Metadata-Version: 2.1
Name: generic-dataset
Version: 1.2.2
Summary: Gibson dataset
Home-page: https://github.com/micheleantonazzi/generic-dataset
Author: Michele Antonazzi
Author-email: micheleantonazzi@gmail.com
License: MIT
Description: # Generic dataset manager
        ![](https://github.com/micheleantonazzi/generic-dataset/workflows/Build/badge.svg?branch=main)
        [![pypi](https://img.shields.io/pypi/v/generic-dataset.svg)](https://pypi.org/project/generic-dataset/)
        [![](https://sonarcloud.io/api/project_badges/measure?project=micheleantonazzi_generic-dataset&metric=coverage)](https://sonarcloud.io/dashboard/index/micheleantonazzi_generic-dataset)
        
        
        
        [![](https://sonarcloud.io/api/project_badges/measure?project=micheleantonazzi_generic-dataset&metric=alert_status)](https://sonarcloud.io/dashboard/index/micheleantonazzi_generic-dataset)

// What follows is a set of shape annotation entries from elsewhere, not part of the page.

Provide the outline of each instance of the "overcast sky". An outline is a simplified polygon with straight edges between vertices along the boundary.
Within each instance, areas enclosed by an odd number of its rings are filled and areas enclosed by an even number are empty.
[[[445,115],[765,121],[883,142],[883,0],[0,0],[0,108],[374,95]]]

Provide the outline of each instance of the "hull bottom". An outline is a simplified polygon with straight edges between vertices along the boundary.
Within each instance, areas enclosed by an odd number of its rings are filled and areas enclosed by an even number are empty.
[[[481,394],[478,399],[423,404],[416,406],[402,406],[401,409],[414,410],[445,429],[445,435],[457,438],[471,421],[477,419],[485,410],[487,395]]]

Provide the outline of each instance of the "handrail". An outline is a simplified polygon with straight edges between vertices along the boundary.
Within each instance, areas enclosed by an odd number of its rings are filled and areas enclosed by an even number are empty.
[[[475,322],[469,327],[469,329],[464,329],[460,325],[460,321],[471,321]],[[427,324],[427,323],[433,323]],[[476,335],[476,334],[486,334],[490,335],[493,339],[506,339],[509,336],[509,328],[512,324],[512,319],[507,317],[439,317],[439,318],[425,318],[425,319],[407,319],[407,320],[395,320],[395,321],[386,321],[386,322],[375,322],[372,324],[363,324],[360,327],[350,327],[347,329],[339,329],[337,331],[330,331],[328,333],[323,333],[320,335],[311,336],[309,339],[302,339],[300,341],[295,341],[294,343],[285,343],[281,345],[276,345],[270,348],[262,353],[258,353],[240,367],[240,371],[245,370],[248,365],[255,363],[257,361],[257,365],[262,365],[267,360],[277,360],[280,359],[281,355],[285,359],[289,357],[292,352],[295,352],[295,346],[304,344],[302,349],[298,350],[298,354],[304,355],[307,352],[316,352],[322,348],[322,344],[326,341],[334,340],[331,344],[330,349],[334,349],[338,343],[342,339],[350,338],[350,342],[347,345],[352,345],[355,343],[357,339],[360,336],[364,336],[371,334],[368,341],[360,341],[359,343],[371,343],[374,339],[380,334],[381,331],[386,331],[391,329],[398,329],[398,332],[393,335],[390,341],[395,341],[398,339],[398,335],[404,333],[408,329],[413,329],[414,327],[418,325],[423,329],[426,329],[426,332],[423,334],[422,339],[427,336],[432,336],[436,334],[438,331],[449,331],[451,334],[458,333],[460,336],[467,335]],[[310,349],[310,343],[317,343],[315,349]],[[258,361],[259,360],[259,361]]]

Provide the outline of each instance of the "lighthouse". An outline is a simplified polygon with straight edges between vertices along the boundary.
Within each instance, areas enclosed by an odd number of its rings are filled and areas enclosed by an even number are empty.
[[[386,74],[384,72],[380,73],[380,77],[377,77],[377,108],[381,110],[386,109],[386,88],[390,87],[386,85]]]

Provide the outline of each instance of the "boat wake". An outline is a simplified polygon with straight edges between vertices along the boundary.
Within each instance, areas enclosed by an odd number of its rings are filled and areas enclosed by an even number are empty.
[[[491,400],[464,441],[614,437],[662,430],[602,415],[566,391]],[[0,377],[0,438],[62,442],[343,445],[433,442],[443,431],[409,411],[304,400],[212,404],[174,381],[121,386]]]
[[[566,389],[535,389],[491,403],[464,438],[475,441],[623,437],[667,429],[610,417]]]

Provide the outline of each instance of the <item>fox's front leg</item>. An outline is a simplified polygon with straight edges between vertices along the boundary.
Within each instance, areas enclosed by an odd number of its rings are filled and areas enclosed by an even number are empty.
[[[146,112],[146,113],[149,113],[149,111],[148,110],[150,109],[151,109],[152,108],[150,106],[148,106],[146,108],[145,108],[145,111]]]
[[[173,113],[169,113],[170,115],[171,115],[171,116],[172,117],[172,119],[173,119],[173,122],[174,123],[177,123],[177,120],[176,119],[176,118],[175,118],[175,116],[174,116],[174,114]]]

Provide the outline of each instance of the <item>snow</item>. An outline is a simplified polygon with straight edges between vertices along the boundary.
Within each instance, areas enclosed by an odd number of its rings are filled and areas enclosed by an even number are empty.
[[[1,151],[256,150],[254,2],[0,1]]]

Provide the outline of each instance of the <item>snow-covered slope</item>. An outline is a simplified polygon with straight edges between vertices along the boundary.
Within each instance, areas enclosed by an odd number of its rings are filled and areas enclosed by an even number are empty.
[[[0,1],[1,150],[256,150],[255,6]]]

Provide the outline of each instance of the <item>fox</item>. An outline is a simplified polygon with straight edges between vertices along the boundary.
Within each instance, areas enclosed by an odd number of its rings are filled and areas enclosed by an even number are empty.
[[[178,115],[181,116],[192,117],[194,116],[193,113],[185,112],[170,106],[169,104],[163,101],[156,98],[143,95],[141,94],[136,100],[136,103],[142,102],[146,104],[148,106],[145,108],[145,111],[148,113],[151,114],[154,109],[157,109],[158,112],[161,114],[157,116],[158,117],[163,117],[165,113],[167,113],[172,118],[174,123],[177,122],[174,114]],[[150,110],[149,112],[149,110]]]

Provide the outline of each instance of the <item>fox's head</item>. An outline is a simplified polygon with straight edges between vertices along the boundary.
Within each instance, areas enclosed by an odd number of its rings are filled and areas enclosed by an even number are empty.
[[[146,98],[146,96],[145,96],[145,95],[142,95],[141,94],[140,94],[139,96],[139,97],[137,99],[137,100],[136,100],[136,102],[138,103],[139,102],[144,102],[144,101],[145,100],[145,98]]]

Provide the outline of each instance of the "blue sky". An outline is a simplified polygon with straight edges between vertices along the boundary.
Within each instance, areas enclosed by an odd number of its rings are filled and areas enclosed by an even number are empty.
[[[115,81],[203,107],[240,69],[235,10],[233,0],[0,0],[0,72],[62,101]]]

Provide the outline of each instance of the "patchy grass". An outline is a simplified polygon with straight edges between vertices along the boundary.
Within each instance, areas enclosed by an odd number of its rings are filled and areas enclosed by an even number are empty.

        [![](https://sonarcloud.io/api/project_badges/measure?project=micheleantonazzi_generic-dataset&metric=sqale_rating)](https://sonarcloud.io/dashboard/index/micheleantonazzi_generic-dataset)
        [![](https://sonarcloud.io/api/project_badges/measure?project=micheleantonazzi_generic-dataset&metric=reliability_rating)](https://sonarcloud.io/dashboard/index/micheleantonazzi_generic-dataset)
        [![](https://sonarcloud.io/api/project_badges/measure?project=micheleantonazzi_generic-dataset&metric=security_rating)](https://sonarcloud.io/dashboard/index/micheleantonazzi_generic-dataset)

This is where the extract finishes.